Metasm uses this class to represent arbitrary symbolic arithmetic expressions, e.g.

These expressions can include Integers, Symbols, and Strings.

The symbols and strings represent arbitrary variables, with the convention that strings represent fixed quantities (eg addresses, labels), whereas symbols represent more variable stuff (eg register values).

There is also a special symbol that may be used, :unknown, to represent a value that is known to be unknown. See the reduce section.

See also core/Indirection.txt.

The Expression class holds all methods relative to Integer binary manipulation, that is encoding and decoding from/to a binary blob (see also core/EncodedData.txt)

Members

Expressions hold exactly 3 members:

lexpr and rexpr can be any value, most often String, Symbol, Integer or Expression. For unary operators, lexpr is nil.

op is a Symbol representing the operation. It should be from the list:

Instantiation

In ruby code, use the class method []. It takes 1 to 3 arguments, lexpr, op, and rexpr. lexpr defaults to nil, and op defaults to :+ (except for negative numeric values, which is stored with op == :- and rexpr == abs).

If lexpr or rexpr are an Array, the [] constructor is called recursively, to ease the definition of nested Expressions.

Exemples:

  Expression[42]
  Expression[:eax, :+, 12]
  Expression[:-, 'my_var']
  Expression[[:eax, :-, 4], :*, [:ebx, :+, 0x12]]

The Expression class also includes a parser, to allow creating an expression from a string. parse_string! will create an Expression and update its argument to point after the last part read successfully into the expr. The parser handles standard C operator precedence.

  str = "1 + var"
  Expression.parse_string!(str)    # => Expression[1, :+, "var"]
  str = "42 bla"
  Expression.parse_string!(str)    # => Expression[42]
  str                             # => "bla"

Use parse_string without the ! to parse the string without updating it.

External variables

The externals method will return all non-integer members of the Expression.

  Expression[[:eax, :+, 42], :-, "bla"].externals  # => [:eax, "bla"]

Pattern matching

The match method allows to check an Expression against a pattern without having to check individual members. The pattern should be an Expression, whose variable members should be Strings or Symbols, which are also passed as arguments to the match function. On successful match, the correspondance between variable patterns and their actual value matched is returned as a Hash.

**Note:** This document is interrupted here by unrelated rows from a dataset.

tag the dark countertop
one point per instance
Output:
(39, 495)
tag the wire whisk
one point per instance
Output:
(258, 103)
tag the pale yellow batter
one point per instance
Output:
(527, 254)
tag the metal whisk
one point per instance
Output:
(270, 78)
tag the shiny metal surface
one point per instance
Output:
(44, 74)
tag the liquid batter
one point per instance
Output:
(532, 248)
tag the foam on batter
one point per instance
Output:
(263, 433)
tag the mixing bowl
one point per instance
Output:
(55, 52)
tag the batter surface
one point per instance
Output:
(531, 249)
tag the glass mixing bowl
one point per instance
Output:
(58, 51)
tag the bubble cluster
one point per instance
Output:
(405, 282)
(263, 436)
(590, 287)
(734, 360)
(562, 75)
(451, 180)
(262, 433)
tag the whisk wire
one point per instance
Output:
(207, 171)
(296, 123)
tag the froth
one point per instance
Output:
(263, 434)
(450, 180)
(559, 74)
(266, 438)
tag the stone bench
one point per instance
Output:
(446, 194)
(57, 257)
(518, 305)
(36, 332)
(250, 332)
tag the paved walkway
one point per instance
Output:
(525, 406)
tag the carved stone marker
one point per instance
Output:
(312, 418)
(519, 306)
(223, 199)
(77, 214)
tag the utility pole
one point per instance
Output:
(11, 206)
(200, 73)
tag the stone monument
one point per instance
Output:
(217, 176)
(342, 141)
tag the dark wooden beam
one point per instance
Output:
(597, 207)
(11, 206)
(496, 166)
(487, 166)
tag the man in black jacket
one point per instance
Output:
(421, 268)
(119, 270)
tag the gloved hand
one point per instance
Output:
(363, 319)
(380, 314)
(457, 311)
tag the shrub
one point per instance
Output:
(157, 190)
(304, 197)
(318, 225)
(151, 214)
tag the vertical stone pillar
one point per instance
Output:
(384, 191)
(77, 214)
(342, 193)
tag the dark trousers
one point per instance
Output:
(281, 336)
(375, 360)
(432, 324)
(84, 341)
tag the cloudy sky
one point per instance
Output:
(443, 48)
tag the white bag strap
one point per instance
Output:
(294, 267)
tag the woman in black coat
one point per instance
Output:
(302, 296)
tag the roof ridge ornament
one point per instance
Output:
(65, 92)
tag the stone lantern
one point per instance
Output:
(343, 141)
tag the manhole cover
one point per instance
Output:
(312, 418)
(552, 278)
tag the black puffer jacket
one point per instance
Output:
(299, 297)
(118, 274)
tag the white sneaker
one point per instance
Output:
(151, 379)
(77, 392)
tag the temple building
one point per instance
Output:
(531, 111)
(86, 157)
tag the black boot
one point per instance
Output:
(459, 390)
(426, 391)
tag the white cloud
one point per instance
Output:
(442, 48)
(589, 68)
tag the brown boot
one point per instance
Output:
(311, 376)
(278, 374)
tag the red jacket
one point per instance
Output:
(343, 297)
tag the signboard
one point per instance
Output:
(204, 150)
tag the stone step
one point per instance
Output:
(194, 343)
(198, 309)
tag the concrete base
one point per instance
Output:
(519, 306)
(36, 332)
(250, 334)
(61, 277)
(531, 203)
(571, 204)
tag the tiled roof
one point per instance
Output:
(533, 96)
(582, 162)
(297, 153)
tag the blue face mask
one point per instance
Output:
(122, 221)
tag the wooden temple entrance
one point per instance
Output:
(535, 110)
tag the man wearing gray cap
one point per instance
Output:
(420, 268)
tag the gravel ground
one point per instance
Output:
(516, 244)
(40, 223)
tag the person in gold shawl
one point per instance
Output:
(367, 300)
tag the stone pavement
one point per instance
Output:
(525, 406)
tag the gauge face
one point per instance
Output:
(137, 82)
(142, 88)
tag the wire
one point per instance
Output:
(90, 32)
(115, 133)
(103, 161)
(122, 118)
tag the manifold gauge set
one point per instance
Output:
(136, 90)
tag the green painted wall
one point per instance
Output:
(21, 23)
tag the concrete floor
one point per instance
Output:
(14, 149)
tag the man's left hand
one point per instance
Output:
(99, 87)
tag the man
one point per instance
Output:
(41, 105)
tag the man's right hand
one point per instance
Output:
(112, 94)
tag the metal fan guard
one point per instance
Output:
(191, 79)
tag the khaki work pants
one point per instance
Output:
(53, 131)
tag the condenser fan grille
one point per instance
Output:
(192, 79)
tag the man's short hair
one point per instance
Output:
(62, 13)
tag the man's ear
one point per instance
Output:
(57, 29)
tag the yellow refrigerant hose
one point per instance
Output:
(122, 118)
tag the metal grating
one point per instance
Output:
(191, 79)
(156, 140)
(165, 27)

  Expression[1, :+, 2].match(Expression['var', :+, 2], 'var')
  # => { 'var' => 1 }
  Expression[1, :+, 2].match(Expression['var', :+, 'var'], 'var')
  # => nil
  Expression[1, :+, 1].match(Expression['var', :op, 'var'], 'var', :op)
  # => { 'var' => 1, :op => :+ }

Reduction

Metasm Expressions include a basic symbolic computation engine, that allows some simple transformations of the Expression. The reduction will also compute numerical values whenever possible. If the final result is fully numeric, an Integer is returned, otherwise a new Expression is returned.

In this context, the special value :unknown has a particular meaning.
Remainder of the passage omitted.